Per interventi sanitari di ridotta gravità e complessità, o per servizi di continuità assistenziale, si potrà fare riferimento ad una delle 15 case di comunità previste in città, dove ricevere prestazioni prevalentemente infermieristiche, fare consulti con un medico di medicina generale o accertamenti specialistici di base (visite e esami cardiologici, pneumologici, diabetologici, oncologici, ortopedici e oculistici). Nelle CdC più grandi (gli hub) verranno attivati anche punti per prelievi e vaccinazioni, iniziative di prevenzione (ex educazione alimentare, sensibilizzazione agli screening periodici) o prestazioni che rientrano nelle funzioni dei consultori e dei servizi sociali. Sia le CdC hub, più grandi, che quelle spoke, più piccole e con un range inferiore di servizi, saranno aperte h24 e 7 giorni su 7, rappresentando un’alternativa alle lunghe e snervanti attese al pronto soccorso.

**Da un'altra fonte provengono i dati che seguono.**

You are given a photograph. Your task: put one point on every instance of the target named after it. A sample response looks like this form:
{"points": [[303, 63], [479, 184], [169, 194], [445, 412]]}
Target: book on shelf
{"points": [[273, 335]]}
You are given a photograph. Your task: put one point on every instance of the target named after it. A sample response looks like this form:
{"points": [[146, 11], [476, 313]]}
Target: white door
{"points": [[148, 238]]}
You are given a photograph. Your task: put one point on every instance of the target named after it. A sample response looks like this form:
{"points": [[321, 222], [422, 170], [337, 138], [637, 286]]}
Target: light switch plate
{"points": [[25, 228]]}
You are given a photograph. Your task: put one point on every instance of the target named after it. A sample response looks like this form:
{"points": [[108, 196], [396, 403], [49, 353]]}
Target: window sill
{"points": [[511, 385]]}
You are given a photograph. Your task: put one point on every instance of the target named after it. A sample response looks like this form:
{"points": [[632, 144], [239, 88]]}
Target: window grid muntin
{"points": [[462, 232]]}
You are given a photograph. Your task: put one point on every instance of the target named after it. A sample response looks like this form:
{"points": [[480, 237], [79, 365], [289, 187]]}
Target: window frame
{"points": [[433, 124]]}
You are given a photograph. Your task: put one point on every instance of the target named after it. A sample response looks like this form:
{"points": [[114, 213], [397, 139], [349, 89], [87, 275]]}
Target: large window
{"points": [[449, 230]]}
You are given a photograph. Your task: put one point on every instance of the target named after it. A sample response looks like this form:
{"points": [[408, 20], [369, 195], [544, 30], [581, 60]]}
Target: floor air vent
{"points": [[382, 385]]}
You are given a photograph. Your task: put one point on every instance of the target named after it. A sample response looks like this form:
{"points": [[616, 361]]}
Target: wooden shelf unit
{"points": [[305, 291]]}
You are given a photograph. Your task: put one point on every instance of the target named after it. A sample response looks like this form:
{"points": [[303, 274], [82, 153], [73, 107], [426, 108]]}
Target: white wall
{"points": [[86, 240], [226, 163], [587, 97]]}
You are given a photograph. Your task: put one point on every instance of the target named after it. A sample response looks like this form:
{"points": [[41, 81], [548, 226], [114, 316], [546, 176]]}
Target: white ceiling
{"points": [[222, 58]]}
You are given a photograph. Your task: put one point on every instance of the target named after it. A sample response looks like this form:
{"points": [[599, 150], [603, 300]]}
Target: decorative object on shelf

Se il problema richiede un ricovero, la centrale operativa – vero cervello della rete – dovrà valutare se affidarlo ai poli ospedalieri tradizionali o farlo gestire a uno dei 9 ospedali di comunità previsti per Milano, strutture modulari che aggiungono ai servizi della CdC un numero limitato di posti letto (20-40) per ricoveri brevi e a bassa intensità clinica.

La delibera regionale 5195/202, approvata dalla Regione a inizio novembre, prevede la creazione di almeno 10 CdC entro la fine del 2022 e il completamento dell’intero piano entro il 2026. Un investimento pari a 130 milioni di euro, in cofinanziamento con le risorse del Pnrr e da cui restano fuori, ad esempio, il molto discusso ridimensionamento dell’ospedale San Paolo a OdC, smentito in questi giorni dalla Regione e però messo nero su bianco in delibera.

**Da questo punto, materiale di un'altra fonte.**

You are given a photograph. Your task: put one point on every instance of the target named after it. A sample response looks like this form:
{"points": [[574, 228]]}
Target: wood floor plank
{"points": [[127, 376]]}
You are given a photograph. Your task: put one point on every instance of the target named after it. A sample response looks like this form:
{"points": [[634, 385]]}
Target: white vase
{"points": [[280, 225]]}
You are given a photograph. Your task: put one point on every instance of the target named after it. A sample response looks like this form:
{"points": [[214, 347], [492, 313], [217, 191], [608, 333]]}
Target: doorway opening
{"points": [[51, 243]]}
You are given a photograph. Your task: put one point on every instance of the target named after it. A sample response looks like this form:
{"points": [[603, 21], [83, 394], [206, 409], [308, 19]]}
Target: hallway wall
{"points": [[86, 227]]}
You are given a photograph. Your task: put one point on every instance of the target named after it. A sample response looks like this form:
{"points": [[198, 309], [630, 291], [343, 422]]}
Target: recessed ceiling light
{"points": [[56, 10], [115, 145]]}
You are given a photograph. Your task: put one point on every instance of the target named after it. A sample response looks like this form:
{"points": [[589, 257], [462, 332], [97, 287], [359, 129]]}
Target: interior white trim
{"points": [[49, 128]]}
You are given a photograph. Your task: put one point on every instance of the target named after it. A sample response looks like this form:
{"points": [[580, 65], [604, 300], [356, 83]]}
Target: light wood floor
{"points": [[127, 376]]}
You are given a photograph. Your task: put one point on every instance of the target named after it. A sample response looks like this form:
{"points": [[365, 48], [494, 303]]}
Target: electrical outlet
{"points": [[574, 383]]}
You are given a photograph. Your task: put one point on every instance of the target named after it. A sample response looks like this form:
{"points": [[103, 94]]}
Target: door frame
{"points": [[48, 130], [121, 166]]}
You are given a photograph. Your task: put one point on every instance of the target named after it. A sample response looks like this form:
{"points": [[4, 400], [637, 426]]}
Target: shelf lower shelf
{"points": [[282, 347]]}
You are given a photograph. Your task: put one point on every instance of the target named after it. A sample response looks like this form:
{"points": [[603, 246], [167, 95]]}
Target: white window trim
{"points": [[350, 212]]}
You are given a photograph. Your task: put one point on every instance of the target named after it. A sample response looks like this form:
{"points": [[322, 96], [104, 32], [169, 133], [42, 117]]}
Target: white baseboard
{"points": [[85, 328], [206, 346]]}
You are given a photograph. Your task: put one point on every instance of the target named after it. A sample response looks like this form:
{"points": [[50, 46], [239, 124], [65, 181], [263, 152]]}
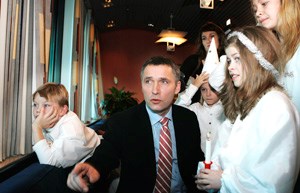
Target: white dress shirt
{"points": [[210, 118], [67, 143]]}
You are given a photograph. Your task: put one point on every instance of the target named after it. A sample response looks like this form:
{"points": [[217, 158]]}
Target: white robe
{"points": [[291, 78], [261, 153]]}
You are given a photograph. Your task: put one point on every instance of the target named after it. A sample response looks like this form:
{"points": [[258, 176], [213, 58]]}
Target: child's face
{"points": [[208, 95], [266, 12], [41, 102], [235, 67]]}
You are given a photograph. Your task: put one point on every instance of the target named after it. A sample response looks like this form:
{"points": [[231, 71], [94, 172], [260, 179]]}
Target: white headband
{"points": [[257, 54]]}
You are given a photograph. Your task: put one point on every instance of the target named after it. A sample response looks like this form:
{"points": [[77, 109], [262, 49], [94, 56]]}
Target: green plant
{"points": [[117, 101]]}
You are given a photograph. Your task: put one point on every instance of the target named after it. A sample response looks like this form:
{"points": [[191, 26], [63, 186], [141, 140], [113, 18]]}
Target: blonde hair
{"points": [[288, 27], [241, 100], [53, 92]]}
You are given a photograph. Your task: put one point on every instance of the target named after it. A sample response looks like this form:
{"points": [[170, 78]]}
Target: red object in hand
{"points": [[207, 165]]}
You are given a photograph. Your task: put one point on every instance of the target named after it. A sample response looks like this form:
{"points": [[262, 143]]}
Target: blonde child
{"points": [[209, 109], [59, 137]]}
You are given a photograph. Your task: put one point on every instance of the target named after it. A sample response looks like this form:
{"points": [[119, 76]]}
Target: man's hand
{"points": [[200, 79], [82, 176], [208, 179]]}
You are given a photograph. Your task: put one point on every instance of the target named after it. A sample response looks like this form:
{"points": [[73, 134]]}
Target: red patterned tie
{"points": [[164, 171]]}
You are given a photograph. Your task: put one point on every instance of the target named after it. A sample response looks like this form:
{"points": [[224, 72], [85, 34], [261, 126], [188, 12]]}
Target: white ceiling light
{"points": [[171, 37]]}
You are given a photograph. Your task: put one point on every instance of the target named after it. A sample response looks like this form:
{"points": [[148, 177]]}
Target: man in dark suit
{"points": [[132, 138]]}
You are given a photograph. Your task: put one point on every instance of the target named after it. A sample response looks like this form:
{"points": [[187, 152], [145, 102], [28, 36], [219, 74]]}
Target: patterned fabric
{"points": [[164, 173]]}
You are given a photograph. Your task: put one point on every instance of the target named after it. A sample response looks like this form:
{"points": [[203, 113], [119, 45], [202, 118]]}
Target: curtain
{"points": [[23, 37]]}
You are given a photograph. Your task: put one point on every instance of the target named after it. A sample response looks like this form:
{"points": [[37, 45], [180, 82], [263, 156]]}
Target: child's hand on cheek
{"points": [[51, 117], [47, 119]]}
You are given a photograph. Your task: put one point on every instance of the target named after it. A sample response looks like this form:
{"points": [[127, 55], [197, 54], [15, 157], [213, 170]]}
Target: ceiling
{"points": [[187, 14]]}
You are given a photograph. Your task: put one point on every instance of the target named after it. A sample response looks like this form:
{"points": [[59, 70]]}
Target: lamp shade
{"points": [[176, 37]]}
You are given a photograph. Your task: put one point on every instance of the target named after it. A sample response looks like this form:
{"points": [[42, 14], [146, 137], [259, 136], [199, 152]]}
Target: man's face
{"points": [[207, 38], [159, 87]]}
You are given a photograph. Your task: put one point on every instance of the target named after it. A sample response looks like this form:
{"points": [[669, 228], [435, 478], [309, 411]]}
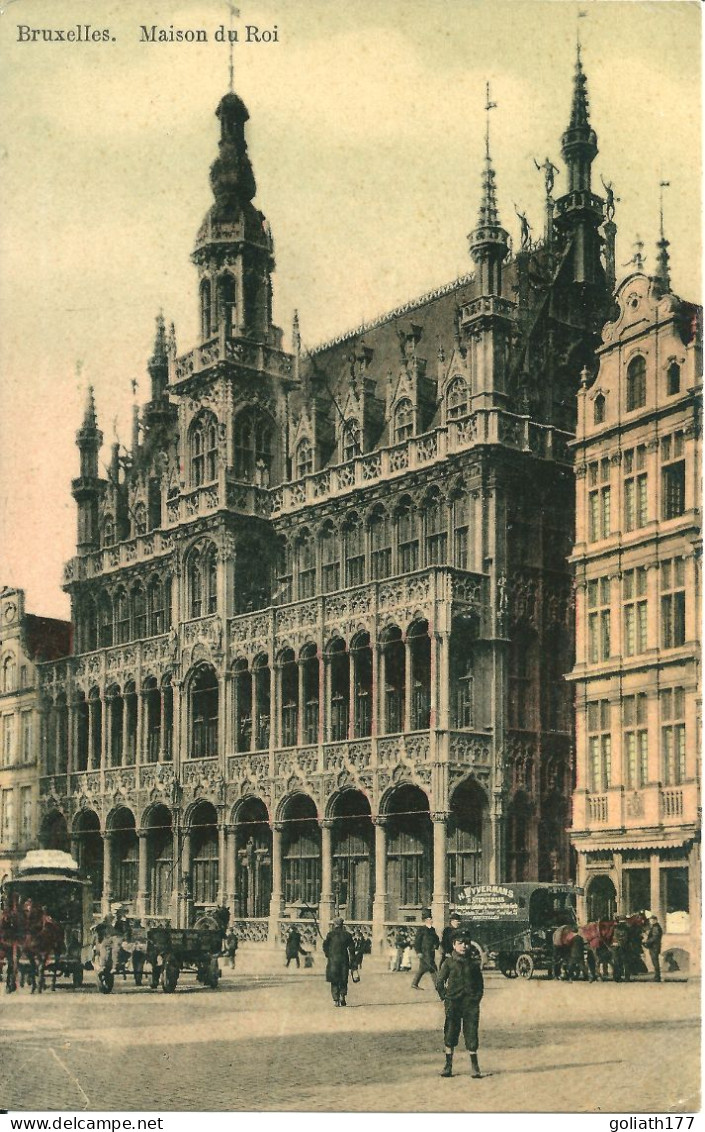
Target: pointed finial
{"points": [[234, 14], [638, 257], [488, 106], [663, 273], [89, 416]]}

La nuova mappatura della sanità milanese, però, è ancora tutta da confermare. I tempi sono stretti: dal 20 dicembre il dossier dovrà arrivare sul tavolo del governo per sbloccare le risorse del Pnrr.

La roadmap- del resto – ha tempi ancora più serrati: scade oggi ,10 dicembre, il termine entro il quale la Regione deve inviare ad Agenas la lista delle case di comunità, centrali operative e ospedali di comunità che dovrebbero costituire la spina dorsale della nuova medicina territoriale. Nei cinque anni di sperimentazione della L.23/2015, infatti, i grandi ospedali hanno dovuto vicariare anche le funzioni di assistenza e cura per le cronicità, le prestazioni di bassa intensità e i ricoveri non acuti, con una pressione continua e costante sui pronto soccorsi che, nelle fasi più buie della pandemia, si è tradotta in veri e propri assalti alla diligenza, con scene da Far-West

Moratti e Fontana continuano a scommettere sul sostegno dei privati che in Lombardia entreranno nel business anche delle nuove strutture. Un unicum sul piano nazionale, visto che l’indirizzo governativo del Pnrr è di riservare questi livelli di assistenza al solo ambito pubblico. A nulla sono valsi, in questo senso, i rilievi di Agenas che, in un’analisi di fine dicembre 2020 voluta dal Ministro della Salute, Roberto Speranza, invitava il Pirellone a rivedere un meccanismo di accreditamento che dà ai privati gli stessi diritti del pubblico ma non gli stessi doveri.

A parità di tariffe, infatti, gli erogatori privati sono ad oggi totalmente liberi di scegliere quali prestazioni offrire (a differenza del pubblico) tendendo a preferire, il più delle volte, quelle più remunerative che non sono necessariamente quelle più richieste. Moratti e Fontana, su questo, prevedono sì, nella riforma, un rafforzamento delle competenze dell’assessorato in materia di programmazione strategica, ma senza paletti né vincoli che ancorino l’accreditamento delle strutture a un’analisi della domanda sanitaria. Basta che funzioni e che i soldi finiscano dove devono. Milano aspetta.